Since 2001 there have been two decades of flourishing independent Afghan media. Before August 2021, there were dozens of TV networks and more than 170 FM radio stations. Most Afghan homes now have access to TV and radio. The widespread use and interest in TV and radio meant returning to a nineties-style shut down of all independent media was going to be extremely difficult for the Taliban. Instead they are limiting content. Already many media outlets have closed.
According to a survey by the Afghanistan National Journalists Union, over 70% of Afghan journalists have lost their jobs since August and 80% of media organisations have ceased functioning. Foreign governments and donor organisations have slashed funding to Afghanistan since the Taliban’s takeover. Health care and food supply have suffered, but the media was also one of the industries most reliant on foreign aid.

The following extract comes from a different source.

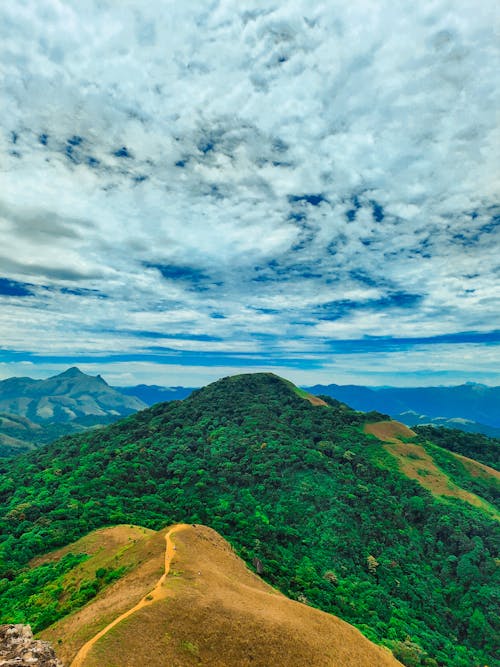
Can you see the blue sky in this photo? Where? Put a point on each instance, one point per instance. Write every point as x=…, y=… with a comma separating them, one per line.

Journalists in Afghanistan also face violence. The day the media guidelines were announced, a news anchor was beaten by armed men. Dozens of incidents of violence and threats of violence against Afghan journalists have been recorded in the last two months, with nearly 90 per cent committed by the Taliban, says the journalists’ union.
More than 40 per cent of the cases recorded by the Afghanistan National Journalists Union (ANJU) were physical beatings and another 40 per cent were verbal threats of violence, according to a report in October.
Constraints on women in media follow other attacks on freedoms for women and girls. Women have been removed from many workplaces and university until “secure” “Islamic” environments can be established, including segregated classes. The Taliban have said their restrictions on women working and girls studying remain “temporary”.